Measure The Business Value of Your Spikes and Take High Payoff Risks (Lean Software Development Part 4)

8 minute read

Lately at work, we’ve unexpectedly been asked by other teams if they could use our product for something that we had not forseen. As we are not sure whether we’ll be able to tune our product to their needs, we are thinking about doing a short study to know the answer. This looks like a great opportunity to try out Cost of Delay analysis about uncertain tasks.

Unfortunately, I cannot write the details of what we are creating at work in this blog, so let’s assume that we are building a Todo List Software.

We have been targeting the enterprise market. Lately, we’ve seen some interest from individuals planning to use our todo list system for themselves at home.

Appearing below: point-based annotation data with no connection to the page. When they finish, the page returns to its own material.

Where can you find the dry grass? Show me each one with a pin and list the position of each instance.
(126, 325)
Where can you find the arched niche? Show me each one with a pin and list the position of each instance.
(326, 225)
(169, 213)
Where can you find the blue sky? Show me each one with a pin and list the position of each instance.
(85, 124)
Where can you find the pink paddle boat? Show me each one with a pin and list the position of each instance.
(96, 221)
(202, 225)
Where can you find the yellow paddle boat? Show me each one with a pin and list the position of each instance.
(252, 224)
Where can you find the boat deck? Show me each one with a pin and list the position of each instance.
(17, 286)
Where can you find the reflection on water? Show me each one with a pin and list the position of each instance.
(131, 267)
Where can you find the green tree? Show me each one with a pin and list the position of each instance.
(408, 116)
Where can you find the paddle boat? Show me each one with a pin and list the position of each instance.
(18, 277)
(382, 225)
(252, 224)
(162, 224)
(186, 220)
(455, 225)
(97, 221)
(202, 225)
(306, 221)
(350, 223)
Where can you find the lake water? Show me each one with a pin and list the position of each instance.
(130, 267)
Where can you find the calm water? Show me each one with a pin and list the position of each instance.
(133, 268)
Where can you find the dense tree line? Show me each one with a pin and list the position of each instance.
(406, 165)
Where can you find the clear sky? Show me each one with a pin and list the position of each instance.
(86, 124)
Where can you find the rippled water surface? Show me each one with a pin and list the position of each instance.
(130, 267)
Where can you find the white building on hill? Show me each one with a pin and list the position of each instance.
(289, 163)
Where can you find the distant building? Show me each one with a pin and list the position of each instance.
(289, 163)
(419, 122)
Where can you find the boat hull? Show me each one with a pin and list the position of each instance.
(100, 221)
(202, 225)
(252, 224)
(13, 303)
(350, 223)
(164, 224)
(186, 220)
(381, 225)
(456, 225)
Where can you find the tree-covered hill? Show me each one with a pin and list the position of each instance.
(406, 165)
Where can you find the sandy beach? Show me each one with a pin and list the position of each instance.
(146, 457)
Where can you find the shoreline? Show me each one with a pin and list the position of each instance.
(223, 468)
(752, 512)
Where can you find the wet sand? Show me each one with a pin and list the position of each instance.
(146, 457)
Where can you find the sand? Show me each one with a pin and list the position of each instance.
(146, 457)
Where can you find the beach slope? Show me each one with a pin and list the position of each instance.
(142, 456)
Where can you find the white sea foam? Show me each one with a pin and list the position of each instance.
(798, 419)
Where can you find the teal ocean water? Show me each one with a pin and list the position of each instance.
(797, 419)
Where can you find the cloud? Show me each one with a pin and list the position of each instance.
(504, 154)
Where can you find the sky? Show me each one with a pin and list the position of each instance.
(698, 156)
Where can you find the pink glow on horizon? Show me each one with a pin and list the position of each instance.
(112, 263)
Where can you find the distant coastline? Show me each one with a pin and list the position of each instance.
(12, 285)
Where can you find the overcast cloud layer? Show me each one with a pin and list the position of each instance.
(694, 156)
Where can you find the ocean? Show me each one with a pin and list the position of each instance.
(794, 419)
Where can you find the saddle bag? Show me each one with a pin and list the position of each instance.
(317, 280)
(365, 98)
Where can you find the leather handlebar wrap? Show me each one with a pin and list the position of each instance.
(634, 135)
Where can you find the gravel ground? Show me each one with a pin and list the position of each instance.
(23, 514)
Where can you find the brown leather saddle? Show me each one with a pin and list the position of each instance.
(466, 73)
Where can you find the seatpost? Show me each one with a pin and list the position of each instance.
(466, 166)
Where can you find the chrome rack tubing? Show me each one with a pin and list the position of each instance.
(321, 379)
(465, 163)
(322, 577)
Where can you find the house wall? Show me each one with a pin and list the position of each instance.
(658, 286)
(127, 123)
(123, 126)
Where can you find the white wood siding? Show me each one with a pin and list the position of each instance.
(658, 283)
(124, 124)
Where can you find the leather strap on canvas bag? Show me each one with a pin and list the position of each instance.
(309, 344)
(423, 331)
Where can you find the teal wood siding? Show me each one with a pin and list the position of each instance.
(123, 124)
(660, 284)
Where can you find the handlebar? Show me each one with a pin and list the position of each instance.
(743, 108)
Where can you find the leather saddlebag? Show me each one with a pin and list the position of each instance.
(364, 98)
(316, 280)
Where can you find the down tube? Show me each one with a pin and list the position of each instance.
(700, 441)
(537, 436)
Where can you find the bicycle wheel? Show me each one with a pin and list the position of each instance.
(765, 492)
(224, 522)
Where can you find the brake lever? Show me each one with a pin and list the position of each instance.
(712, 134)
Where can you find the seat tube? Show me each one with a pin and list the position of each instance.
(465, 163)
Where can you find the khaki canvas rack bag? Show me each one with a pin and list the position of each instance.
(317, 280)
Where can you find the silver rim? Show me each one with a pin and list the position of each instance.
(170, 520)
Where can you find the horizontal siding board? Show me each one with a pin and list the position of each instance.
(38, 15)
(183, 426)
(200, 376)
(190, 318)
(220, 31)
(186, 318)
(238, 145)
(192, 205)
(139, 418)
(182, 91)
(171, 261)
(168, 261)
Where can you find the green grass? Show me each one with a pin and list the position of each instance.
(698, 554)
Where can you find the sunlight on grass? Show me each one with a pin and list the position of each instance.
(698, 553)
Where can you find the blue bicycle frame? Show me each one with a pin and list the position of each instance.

For individuals, the system would need to be highly available and live 24/7 over the internet, latency will also be critical to retain customers, but the product could get a market share with a basic feature set.

On the other side, enterprise customers need advanced features, absolute data safety, but they can cope with nightly restarts of the server.

In order to know if we can make our todo list system available and fast enough for the individuals market, we are planning to conduct a pre-study, so as not to waste time on an unreachable goal. In XP terms, this is a spike, and it’s a bunch of experiments rather than a theoretical study.

Photo of someone studying behind piles of books

When should we prioritize this spike ?

If we are using the Weighted Shortest Job First metric to prioritize our work, we need to estimate the cost of delay of a task to determine its priority. Hereafter I will explain how we could determine the value of this spike.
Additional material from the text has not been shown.